Wednesday, Dec 7, 2022 - Posted by Rich Miller

* Greg Hinz

By 2026, when federal COVID-relief funds that keep transit running at near-normal levels is set to expire, the operating agencies will be short $730 million a year, roughly 20% of total operating costs, the RTA says.

“If no action is taken, the (operating) agencies and their boards will be faced with difficult choices to cut service, raise fares, or both,” the report continues. “Actions to dramatically cut operating costs could include instituting major layoffs, route or line eliminations, service cuts, station closures, cancellation of capital improvement projects, and other drastic measures that will further damage our transit system and cause massive disruptions to the region’s economy, workforce, and communities.”
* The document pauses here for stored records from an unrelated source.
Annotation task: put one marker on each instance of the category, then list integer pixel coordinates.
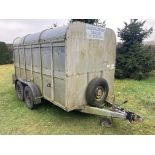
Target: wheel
(19, 90)
(97, 92)
(28, 96)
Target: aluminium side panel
(89, 55)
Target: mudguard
(35, 90)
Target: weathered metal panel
(59, 62)
(17, 72)
(22, 74)
(59, 91)
(28, 58)
(56, 33)
(36, 59)
(28, 75)
(22, 57)
(16, 57)
(47, 87)
(46, 59)
(37, 80)
(88, 56)
(88, 52)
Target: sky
(12, 28)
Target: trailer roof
(48, 34)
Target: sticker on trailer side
(94, 32)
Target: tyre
(97, 92)
(19, 90)
(28, 96)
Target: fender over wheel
(97, 92)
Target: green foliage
(5, 54)
(133, 58)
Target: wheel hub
(99, 93)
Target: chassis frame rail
(114, 111)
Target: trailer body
(62, 61)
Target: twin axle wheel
(96, 93)
(24, 93)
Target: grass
(15, 118)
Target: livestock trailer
(71, 66)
Rather than do that, the region should look to increased aid, possibly from the federal government but more likely from sources the state would have to approve. Among them: higher taxes on sales, motor fuels or both; extending the existing RTA sales tax to cover more services; a 5% boost in tolls on the Illinois Tollway; and, more long term, a congestion tax or tax on miles driven.

Such proposals likely will face stiff resistance, even from an Illinois General Assembly in which Democrats have a supermajority of seats in both the House and Senate. Past efforts to impose and expand the current RTA sales tax took years of hard politicking by advocates, and were enacted only with strong support from downtown Chicago businesses whose employees now work from home far more than they did prior to the pandemic.

How did this happen?

* Yvette Shields

The RTA’s service boards received a $3.5 billion federal pandemic lifeline that has plugged budget gaps since 2020. Relief will help balance budgets through 2025 with $1.4 billion from the Coronavirus Aid, Relief, and Economic Security, or CARES Act; $500 million from the Coronavirus Response and Relief Supplemental Appropriations Act known as CRRSAA; and more than $1.5 billion from the American Rescue Plan Act.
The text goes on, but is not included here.